In Memory of

HERBERT JAMES HEAD

Rifleman

R/17495

2nd Bn., King's Royal Rifle Corps

who died on

Saturday, 1st July 1916. Age 39.

 

Additional Information: Rhodesian Platoon, Son of the late John Head (Inspector, Metropolitan Police);
husband of Mary Head, "Erne Vale," Dundee, Natal, South Africa.

Commemorative Information

Cemetery: MAROC BRITISH CEMETERY, Nord, France

Grave Reference/ Panel Number: I. JA. 13.

Location: Maroc British Cemetery is located in the village of Grenay, which is about 15 kilometres south-east of Bethune. From Lens take the N43 towards Bethune. After Loos-en-Gohelle turn left (after the petrol station) and continue straight on. The Cemetery is a few kilometres on the right side of the road, in the village.
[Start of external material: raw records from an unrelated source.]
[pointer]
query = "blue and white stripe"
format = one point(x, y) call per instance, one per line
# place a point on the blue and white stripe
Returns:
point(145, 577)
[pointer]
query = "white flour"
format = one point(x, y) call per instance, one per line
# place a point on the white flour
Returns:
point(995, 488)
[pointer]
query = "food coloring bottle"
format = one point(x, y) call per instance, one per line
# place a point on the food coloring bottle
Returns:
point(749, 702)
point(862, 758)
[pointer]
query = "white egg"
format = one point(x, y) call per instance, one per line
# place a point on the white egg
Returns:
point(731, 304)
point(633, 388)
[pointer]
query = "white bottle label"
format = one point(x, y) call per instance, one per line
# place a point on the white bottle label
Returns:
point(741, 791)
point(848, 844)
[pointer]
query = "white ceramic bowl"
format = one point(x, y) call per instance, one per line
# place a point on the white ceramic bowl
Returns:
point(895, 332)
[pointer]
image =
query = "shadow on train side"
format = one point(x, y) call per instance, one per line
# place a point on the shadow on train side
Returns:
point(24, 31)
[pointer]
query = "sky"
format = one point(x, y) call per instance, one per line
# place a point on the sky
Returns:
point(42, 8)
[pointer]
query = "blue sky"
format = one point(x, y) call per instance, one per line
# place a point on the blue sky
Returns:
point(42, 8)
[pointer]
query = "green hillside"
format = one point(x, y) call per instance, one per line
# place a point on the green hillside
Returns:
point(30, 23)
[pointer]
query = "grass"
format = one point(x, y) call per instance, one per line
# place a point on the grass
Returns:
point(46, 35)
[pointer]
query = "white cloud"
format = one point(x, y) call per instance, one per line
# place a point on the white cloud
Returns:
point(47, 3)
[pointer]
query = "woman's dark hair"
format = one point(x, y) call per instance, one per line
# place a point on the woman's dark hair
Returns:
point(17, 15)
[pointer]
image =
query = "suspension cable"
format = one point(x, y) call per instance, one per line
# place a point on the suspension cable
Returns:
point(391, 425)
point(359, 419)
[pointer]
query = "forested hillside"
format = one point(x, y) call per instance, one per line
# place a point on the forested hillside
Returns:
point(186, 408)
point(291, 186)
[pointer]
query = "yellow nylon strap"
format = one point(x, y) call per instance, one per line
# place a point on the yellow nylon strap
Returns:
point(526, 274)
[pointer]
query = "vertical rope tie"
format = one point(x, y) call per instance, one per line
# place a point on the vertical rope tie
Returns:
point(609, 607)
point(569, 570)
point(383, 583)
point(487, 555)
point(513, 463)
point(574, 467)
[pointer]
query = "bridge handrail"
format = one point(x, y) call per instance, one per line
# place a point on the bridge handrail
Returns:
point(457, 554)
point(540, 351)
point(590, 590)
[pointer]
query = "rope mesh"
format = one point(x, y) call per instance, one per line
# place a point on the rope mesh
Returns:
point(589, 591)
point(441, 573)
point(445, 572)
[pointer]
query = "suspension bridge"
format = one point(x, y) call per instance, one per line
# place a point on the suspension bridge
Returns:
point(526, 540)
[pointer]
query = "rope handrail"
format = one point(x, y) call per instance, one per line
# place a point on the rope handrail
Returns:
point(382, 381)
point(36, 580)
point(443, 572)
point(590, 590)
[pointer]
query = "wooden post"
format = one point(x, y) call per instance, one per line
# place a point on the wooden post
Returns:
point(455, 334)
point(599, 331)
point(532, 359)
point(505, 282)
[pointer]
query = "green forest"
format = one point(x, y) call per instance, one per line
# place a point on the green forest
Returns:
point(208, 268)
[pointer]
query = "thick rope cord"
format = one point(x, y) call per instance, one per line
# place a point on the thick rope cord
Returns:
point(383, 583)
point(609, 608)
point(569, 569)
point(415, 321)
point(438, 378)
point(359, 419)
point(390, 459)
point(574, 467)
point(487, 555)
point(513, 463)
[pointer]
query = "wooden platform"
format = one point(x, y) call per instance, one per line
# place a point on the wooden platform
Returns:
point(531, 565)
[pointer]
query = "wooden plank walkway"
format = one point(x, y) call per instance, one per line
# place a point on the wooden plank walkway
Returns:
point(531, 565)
Historical Information: The Cemetery was in fact begun by French troops in August, 1915, but it was first used as a British Cemetery by the 47th (London) Division in January, 1916. During the greater part of the War it was a front-line cemetery, protected from enemy observation by a slight rise in the ground, and used by fighting units and Field Ambulances. Plot II was begun in April, 1917, by the 46th (North Midland) Division. By the middle of October, 1918, Plot III, Row A and part of Row B, had been filled; and the remainder of Plot III and the ends of certain rows in Plot I contain the remains of soldiers buried on the battlefields, or in small cemeteries, North and East of Grenay, and brought in after the Armistice. There are now over 1,000, 1914-18 war casualties commemorated in this site. Of these, nearly 300 are unidentified and special memorials are erected to 89 British soldiers known to be buried among the unknown graves. In particular, 87 officers and men of the 6th London Regiment, who fell on the 25th September, 1915, in the capture of Loos, and were buried by themselves on the South-West side of the town, are now buried (but without individual identification) in Plot III, Rows H, J, K and L. The 8th Canadian Battalion erected a wooden memorial in the cemetery to their officers and men who fell in the Battle of Hill 70 (East of Loos) on the 15th August, 1917. The cemetery covers an area of 5,652 square metres. MAROC CHURCHYARD, in the middle of the village, was used for the burial of 18 British soldiers, between June, 1915 and January, 1916; but these were among the graves moved into Maroc British Cemetery after the Armistice. It was an enclosure not intended for burials, and not used for civilian burials.